What's next for my child?..... cont
If your child still has problems controlling their bowel movements and continues to have accidents when older, then an ACE or Malone may be necessary. This is where a tube is inserted from the tummy, to usually, the appendix and then into the bowel. This then allows the bowel to be cleaned with saline, from the top down, on a nightly basis. This may sound unpleasant but during this problem period the child is usually clean and therefore does not feel socially excluded. Children usually do not find this a problem and can look after their ACE from an early age, some as young as 4 or 5. We do have a leaflet on the ACE procedure, you can find it on the pamphlets page.
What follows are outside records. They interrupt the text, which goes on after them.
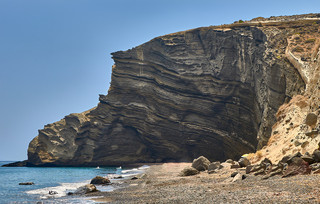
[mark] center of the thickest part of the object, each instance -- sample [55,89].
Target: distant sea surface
[59,179]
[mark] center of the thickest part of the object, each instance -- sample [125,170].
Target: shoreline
[161,183]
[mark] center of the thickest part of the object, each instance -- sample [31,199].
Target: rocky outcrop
[208,91]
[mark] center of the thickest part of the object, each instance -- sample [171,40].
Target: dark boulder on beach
[16,164]
[99,180]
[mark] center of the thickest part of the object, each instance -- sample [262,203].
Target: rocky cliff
[210,91]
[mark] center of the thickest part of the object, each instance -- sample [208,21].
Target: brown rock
[201,163]
[316,155]
[189,171]
[243,162]
[214,166]
[235,165]
[175,97]
[308,158]
[311,119]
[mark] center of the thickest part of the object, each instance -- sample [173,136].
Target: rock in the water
[99,180]
[189,171]
[27,183]
[214,166]
[243,162]
[89,188]
[201,163]
[311,119]
[16,164]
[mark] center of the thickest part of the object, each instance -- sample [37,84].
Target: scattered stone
[235,165]
[234,174]
[27,183]
[316,155]
[99,180]
[312,133]
[201,163]
[89,188]
[212,172]
[226,165]
[189,171]
[214,166]
[316,171]
[292,158]
[238,177]
[315,166]
[308,158]
[311,119]
[53,192]
[243,162]
[249,168]
[297,166]
[134,178]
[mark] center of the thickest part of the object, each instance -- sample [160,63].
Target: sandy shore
[162,184]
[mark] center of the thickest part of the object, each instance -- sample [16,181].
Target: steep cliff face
[207,91]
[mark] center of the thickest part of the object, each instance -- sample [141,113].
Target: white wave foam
[61,190]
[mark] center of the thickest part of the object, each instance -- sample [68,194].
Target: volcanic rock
[189,171]
[201,163]
[206,91]
[89,188]
[99,180]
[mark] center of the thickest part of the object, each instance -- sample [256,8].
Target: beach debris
[311,119]
[89,188]
[235,165]
[118,177]
[134,178]
[308,158]
[189,171]
[238,177]
[297,166]
[201,163]
[214,166]
[99,180]
[316,155]
[53,192]
[234,174]
[26,183]
[243,162]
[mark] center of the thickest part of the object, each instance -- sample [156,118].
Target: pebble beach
[161,183]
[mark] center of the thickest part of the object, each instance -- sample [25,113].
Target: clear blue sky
[55,54]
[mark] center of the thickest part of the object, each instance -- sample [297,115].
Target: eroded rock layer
[208,91]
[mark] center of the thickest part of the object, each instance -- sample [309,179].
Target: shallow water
[59,179]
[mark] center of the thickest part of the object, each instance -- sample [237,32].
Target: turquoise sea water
[59,179]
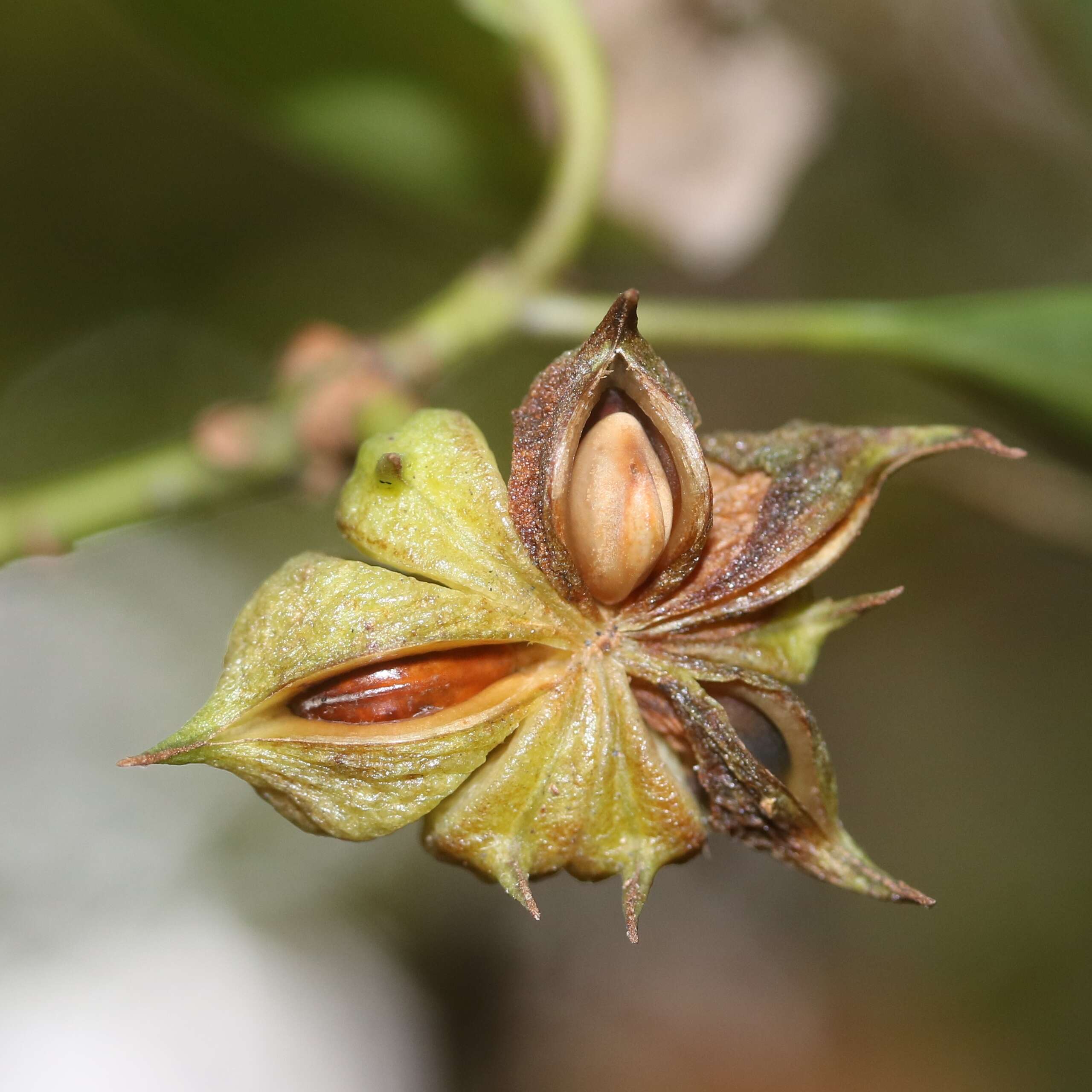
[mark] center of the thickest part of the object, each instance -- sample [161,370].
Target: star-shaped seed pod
[584,670]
There are another two smaller groups of Hirschsprung's children who have total intestinal Hirschsprung's and Total Colon Hirschsprung's. In Total Intestinal HD, some of these children do not respond to treatment and sometimes their option is a multi-organ transplant. This is a very new form of transplant and, therefore, has great dangers attached to it and therefore will only be performed as a last resort. Total Colon Hirschsprung's occurs in around 5% of HD children and is normally treated with an ileostomy and when the child is older then the pull through is performed. This can vary depending on the consultant involved and what they feel is in the best interests of the child.
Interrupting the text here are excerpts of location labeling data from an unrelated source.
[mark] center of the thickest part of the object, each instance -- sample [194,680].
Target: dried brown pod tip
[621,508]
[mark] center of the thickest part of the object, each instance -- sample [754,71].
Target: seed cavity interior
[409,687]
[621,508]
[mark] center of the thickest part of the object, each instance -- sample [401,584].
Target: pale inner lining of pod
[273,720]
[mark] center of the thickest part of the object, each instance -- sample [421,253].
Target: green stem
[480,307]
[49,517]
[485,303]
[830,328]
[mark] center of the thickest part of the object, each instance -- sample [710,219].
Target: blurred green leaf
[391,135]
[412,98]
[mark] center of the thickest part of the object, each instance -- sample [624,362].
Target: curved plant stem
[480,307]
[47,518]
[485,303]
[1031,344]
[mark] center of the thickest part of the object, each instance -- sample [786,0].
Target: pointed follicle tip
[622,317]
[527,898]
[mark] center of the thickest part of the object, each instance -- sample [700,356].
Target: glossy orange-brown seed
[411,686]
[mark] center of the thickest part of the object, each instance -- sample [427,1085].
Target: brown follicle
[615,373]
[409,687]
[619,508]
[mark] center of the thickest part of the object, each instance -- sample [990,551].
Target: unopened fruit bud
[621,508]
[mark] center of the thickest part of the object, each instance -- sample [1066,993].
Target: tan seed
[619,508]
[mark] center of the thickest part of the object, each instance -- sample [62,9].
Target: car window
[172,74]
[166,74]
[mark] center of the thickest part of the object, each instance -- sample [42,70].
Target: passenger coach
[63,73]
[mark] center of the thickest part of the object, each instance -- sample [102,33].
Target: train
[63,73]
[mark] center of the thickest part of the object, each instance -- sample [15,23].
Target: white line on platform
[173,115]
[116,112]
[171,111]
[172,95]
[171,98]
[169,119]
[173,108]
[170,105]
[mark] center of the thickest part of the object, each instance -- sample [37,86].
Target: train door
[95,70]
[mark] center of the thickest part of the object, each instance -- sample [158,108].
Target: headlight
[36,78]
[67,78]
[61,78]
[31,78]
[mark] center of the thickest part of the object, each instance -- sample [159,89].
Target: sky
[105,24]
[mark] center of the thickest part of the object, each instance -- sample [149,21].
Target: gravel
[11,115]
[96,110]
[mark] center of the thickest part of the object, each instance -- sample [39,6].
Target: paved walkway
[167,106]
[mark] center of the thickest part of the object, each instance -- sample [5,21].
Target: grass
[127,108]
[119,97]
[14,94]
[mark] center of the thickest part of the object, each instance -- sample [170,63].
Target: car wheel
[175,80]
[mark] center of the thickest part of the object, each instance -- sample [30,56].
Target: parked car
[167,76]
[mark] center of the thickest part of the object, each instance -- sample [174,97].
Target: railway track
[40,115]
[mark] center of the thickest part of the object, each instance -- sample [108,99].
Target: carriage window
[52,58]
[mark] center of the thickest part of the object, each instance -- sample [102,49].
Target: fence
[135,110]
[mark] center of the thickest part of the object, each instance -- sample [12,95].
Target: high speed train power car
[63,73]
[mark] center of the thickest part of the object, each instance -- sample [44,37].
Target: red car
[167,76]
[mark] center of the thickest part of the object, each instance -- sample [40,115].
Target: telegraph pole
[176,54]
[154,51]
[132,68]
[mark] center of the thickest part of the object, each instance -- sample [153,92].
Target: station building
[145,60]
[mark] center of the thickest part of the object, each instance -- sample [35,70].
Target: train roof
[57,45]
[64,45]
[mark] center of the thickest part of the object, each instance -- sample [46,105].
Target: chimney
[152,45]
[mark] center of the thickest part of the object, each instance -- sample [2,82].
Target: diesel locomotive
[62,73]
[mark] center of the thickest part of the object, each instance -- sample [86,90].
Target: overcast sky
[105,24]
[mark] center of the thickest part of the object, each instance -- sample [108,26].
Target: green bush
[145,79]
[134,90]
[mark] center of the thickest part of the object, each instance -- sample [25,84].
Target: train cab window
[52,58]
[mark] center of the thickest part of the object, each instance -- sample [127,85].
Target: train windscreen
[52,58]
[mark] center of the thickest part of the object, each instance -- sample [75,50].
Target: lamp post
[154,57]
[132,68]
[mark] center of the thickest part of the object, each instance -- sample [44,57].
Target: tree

My child is not a baby but still has bowel problems?
In some instances it can be very hard to diagnose HD. It is easier to prove that a child has Hirschsprung's instead of proving it does not. The biopsy taken may have shown ganglion cells but not enough biopsies were taken to show the areas without cells. The doctor may have thought that the problem was the child withholding the stool, which does happen.
If after this length of time, your child is still having problems then they must be checked by a specialist consultant. It has been known for adults, later on in their lives, to be diagnosed with Hirschsprung's but, thank goodness, as diagnostic techniques and knowledge of Hirschsprung's has improved. This makes late diagnosis rarer.
If your child is having bowel problems, the odds are it is not Hirschsprung's. Whatever the problem is, it must be fully investigate and diagnosed by a gastrointestinal specialist.